The bill requires the Medicare plan to compete with private health-care companies for patients on the basis of price. It includes a $12 billion fund to give insurance companies subsidies as an “incentive.” For doctor visits and related services, Medicare recipients would have a choice of remaining in the plan or joining a private health-care program. Those remaining in the original plan would pay higher premiums if a private plan in their area is deemed to cost less.

Another provision introduces a means test, requiring those with incomes above $80,000 to pay higher premiums for doctor visits. Starting in 2005, the annual deductible for doctor visits, at $100 since 1991, would go up to $110. It would also be tied to inflation rates for the following years.

These two provisions caused Democratic Senator Edward Kennedy, one of the main backers of the bill until days before the vote, to lead an attempt to block it by a filibuster. Twenty-two Democratic senators joined with Republicans to end the filibuster. Kennedy had been instrumental in winning enough Democrats to get easy approval of the earlier draft of the bill in the Senate.

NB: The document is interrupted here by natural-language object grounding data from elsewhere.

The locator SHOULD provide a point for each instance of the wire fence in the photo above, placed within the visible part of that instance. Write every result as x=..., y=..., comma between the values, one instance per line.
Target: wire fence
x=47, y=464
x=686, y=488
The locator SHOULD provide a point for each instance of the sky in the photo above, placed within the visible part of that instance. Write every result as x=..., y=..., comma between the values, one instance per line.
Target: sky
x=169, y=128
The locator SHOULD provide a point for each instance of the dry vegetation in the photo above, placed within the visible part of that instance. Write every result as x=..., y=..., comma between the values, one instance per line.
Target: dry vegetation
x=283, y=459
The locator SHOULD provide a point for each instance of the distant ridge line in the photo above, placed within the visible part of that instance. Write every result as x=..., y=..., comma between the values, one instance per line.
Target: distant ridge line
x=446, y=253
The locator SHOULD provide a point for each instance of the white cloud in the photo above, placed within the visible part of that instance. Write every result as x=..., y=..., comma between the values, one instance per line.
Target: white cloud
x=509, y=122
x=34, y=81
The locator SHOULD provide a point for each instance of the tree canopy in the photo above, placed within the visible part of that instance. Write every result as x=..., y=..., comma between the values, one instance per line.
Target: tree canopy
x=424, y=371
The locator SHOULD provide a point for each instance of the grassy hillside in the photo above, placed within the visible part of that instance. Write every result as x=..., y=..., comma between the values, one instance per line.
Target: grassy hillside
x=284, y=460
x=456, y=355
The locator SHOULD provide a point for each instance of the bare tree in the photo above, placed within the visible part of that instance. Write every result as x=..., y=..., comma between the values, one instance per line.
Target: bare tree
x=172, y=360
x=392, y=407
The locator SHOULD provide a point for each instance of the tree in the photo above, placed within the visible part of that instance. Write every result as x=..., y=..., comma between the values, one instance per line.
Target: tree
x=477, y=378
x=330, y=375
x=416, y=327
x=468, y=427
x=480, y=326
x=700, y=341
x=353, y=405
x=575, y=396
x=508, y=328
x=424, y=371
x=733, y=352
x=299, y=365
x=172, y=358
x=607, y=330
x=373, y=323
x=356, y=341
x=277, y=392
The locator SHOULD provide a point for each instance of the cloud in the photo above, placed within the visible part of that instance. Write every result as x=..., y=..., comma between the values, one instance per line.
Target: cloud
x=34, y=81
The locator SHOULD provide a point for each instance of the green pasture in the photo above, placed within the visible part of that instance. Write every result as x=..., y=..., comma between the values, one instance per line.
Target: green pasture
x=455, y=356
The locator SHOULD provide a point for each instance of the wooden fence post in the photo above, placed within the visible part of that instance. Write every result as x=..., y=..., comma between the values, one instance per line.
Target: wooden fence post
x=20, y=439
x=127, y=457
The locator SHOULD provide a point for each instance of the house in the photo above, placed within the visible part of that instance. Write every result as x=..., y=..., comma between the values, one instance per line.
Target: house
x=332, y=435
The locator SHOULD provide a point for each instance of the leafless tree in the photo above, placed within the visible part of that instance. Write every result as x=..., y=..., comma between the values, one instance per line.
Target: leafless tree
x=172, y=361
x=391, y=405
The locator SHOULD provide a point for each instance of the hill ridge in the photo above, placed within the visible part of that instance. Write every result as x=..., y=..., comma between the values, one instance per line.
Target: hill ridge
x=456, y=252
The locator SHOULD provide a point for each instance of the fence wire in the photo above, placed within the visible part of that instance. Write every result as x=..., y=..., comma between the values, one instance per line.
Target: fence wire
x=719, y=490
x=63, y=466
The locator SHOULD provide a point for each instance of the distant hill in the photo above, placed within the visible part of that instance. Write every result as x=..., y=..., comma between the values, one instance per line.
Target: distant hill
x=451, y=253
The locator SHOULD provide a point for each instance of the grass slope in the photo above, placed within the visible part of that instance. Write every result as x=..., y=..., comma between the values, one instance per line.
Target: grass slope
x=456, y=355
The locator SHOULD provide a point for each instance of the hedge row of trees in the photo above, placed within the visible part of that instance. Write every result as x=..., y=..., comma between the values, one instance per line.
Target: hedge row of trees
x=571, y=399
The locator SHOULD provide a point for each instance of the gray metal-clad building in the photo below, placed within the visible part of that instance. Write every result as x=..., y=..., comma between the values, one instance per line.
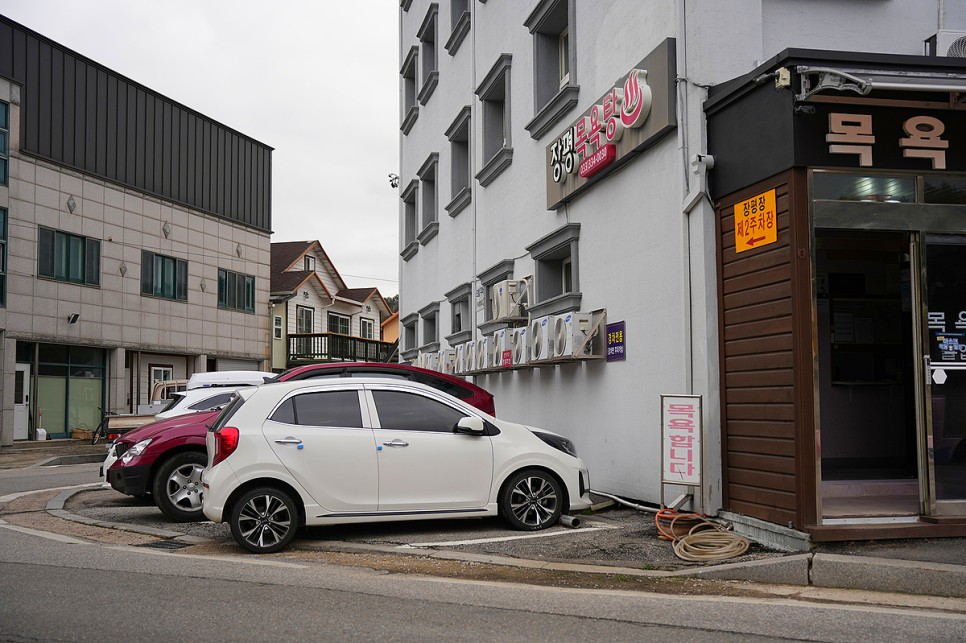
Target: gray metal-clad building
x=135, y=240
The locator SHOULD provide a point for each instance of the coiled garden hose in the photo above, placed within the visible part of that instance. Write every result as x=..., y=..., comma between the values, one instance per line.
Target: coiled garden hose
x=697, y=539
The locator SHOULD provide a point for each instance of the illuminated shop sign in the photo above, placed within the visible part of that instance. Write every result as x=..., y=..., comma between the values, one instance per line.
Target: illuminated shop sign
x=633, y=115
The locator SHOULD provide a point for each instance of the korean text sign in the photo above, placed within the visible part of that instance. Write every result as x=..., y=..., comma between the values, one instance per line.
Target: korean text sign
x=681, y=427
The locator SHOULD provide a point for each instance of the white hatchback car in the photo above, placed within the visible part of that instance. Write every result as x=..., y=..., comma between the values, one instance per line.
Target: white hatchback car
x=322, y=452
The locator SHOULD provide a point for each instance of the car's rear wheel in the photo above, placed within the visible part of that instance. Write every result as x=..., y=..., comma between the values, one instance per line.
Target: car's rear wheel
x=531, y=500
x=177, y=486
x=264, y=520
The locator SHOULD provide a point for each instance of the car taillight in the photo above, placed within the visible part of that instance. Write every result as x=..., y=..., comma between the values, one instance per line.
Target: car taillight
x=226, y=441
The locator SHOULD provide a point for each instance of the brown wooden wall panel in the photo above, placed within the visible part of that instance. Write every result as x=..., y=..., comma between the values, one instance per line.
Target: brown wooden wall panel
x=757, y=428
x=757, y=331
x=763, y=480
x=764, y=496
x=782, y=447
x=745, y=379
x=771, y=514
x=760, y=395
x=778, y=360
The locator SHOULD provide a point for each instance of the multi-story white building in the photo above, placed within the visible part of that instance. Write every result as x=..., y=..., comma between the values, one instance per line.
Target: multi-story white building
x=135, y=240
x=750, y=206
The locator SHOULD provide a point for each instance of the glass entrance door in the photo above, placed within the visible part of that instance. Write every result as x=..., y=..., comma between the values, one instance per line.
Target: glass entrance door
x=944, y=289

In 2006 recipients of the drug benefit would pay a monthly premium of $35, a $250 annual deductible, and a 25 percent “co-payment” until total out-of-pocket costs reached $2,250. After that amount comes the so-called doughnut or gap, where the recipient would have to pay all expenses out-of-pocket until the total reaches $5,100. Beyond that, the government would cover 95 percent of drug costs.

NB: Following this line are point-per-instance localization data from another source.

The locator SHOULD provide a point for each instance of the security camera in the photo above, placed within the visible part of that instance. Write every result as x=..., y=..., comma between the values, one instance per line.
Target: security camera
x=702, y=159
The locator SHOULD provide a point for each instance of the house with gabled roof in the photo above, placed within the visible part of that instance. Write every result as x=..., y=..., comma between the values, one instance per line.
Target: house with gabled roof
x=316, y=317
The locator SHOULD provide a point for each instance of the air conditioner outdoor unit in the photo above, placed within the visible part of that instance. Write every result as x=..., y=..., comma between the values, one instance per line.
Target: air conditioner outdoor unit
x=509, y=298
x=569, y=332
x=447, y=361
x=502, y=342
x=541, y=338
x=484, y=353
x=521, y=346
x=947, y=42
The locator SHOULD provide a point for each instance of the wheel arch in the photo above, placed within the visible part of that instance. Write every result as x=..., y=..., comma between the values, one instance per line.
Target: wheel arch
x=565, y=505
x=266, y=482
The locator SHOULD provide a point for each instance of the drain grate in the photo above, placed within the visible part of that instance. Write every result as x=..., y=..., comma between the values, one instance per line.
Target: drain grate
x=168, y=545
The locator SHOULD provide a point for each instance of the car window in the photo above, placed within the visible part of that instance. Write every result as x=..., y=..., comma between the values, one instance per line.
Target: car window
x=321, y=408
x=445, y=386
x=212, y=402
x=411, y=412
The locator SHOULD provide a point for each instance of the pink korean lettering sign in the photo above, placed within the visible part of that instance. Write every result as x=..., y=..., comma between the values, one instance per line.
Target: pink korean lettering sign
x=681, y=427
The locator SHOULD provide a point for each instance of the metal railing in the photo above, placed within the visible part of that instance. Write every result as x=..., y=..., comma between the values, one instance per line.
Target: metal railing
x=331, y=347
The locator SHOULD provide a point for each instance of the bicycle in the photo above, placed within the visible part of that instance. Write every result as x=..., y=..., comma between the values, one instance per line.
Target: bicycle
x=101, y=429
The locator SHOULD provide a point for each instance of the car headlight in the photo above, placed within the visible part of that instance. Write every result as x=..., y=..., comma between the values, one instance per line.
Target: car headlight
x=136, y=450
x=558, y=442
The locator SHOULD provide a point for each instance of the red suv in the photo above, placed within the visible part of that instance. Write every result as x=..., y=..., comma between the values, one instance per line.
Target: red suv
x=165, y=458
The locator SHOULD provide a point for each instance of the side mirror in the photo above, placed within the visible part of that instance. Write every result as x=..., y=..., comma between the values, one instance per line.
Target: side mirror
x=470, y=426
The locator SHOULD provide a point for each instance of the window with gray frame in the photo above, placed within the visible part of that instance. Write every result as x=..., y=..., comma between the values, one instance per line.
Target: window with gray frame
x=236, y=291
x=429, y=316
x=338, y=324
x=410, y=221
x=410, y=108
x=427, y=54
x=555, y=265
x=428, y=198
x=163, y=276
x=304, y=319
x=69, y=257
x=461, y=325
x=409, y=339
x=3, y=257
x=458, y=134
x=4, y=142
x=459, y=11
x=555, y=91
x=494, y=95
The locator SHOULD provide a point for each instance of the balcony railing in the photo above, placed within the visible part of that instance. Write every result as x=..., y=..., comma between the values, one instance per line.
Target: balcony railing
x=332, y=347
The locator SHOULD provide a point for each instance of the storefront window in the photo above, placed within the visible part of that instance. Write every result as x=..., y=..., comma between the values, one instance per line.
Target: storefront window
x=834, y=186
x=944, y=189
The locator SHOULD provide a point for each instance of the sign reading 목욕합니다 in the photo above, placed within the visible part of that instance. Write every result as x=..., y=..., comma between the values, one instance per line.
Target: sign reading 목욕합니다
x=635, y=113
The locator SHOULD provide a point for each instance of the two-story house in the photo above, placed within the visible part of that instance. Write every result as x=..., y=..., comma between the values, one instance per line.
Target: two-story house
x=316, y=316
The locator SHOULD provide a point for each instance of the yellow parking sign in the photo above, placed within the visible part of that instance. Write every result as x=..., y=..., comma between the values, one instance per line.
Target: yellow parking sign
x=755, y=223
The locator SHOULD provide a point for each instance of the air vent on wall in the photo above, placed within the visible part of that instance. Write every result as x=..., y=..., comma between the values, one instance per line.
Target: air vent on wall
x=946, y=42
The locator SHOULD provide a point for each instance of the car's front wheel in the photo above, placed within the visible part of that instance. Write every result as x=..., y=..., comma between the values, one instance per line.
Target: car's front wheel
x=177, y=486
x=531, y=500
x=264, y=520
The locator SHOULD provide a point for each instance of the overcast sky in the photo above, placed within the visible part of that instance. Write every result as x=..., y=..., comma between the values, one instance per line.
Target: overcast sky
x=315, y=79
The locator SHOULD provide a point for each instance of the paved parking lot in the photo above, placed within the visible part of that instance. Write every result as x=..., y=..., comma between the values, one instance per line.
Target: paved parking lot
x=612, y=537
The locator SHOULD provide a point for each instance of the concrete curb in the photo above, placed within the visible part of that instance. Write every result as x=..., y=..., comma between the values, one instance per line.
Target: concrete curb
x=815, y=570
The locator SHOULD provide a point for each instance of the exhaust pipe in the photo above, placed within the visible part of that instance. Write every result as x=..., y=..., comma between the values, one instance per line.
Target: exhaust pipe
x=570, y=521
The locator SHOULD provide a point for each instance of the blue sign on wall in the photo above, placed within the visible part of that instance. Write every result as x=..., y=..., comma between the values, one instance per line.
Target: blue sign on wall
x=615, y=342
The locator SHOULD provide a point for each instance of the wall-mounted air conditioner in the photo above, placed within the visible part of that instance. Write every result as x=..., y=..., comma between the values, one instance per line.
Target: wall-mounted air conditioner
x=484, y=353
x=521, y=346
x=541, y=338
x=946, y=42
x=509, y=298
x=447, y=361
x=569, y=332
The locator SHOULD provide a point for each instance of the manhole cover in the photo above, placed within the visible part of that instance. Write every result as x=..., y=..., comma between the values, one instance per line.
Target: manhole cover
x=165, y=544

The bill would maintain a ban on importing prescription drugs from Canada, except those certified as safe or “cost effective” by the U.S. Department of Health and Human Services—an obvious benefit to the U.S. drug monopolies.

In addition to giving subsidies to the health-care monopolies to compete with Medicare, the bill provides $86 billion in payments and tax breaks over 10 years to private employers who continue to provide drug coverage to their retirees. Supporters of the bill argue that this is aimed at discouraging companies from dropping coverage for their retirees who would be eligible for the new Medicare drug benefits.

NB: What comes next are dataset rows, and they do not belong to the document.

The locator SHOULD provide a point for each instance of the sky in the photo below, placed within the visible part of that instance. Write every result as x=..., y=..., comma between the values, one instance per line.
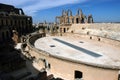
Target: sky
x=47, y=10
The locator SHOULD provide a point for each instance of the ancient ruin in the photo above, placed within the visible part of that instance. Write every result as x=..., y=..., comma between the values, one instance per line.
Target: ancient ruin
x=12, y=18
x=68, y=18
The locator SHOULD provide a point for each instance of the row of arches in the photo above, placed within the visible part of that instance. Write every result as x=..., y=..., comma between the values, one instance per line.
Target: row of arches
x=68, y=18
x=69, y=12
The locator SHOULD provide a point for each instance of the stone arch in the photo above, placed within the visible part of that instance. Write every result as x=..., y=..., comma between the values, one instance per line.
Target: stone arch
x=69, y=12
x=63, y=12
x=7, y=35
x=118, y=76
x=79, y=12
x=90, y=19
x=78, y=74
x=3, y=36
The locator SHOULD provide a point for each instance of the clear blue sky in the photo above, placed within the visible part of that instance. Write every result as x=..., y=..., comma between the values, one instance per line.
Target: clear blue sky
x=41, y=10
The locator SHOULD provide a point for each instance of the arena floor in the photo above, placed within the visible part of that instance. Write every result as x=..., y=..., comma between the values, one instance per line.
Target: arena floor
x=80, y=49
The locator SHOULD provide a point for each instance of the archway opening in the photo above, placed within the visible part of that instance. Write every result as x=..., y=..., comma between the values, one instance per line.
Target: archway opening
x=77, y=20
x=78, y=74
x=64, y=30
x=3, y=36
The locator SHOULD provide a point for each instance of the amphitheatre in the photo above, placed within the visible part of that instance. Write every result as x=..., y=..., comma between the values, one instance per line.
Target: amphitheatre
x=80, y=51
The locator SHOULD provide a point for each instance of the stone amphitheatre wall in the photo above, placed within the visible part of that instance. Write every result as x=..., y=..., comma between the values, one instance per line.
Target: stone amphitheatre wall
x=105, y=32
x=65, y=68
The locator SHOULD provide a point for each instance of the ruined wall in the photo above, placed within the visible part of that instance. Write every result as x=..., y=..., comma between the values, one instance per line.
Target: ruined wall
x=65, y=68
x=107, y=30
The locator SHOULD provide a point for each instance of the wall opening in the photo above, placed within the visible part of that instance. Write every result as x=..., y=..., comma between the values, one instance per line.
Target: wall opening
x=98, y=39
x=78, y=75
x=3, y=36
x=90, y=37
x=7, y=35
x=77, y=20
x=118, y=76
x=64, y=30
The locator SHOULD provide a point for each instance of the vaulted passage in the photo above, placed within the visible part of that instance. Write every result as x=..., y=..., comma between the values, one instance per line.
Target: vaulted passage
x=78, y=75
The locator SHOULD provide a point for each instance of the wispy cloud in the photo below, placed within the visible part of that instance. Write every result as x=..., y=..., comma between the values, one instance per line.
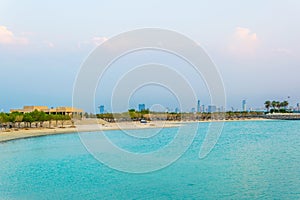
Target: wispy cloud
x=49, y=44
x=244, y=42
x=95, y=41
x=99, y=40
x=7, y=37
x=282, y=51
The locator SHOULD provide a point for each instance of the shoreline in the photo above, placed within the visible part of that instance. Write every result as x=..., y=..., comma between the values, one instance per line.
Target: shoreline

“Seniors with their own private coverage are likely to lose it,” warned Scott Holleran in the June 27 newsletter of the conservative Americans for Free Choice in Medicine. He cited a Congressional Budget Office estimate that 37 percent of private employers were expected to drop drug coverage for their retirees.

Authors of the bill say that by increasing the role of private health-care companies in Medicare, it will lower costs and improve quality of services. But a study by the Urban Institute that compared costs by private health-care companies to those of Medicare for comparable services between 1970 and 2000, concluded that the costs under private plans were 20 percent higher.

Another provision is the tax breaks to employers who establish “employee health savings accounts.” Workers would be able to use the savings to pay for medical expenses. A supposed benefit is that if they change employers they would be able to transfer funds in the account. In order to qualify for the accounts, employees would be required to participate in company-sponsored health-care plans that often have high deductibles.

Proponents of the “health savings accounts” argue that they would reduce costs by forcing workers to “conserve” on medical care because they’ll be paying the bill. “It gives the individual the right incentives to be a wise consumer,” declared Devon Herrick from a capitalist think tank in Dallas called the National Center for Policy Analysis. The argument reveals the real “choice” offered millions of working people in the name of saving Medicare: pay more or get less medical care.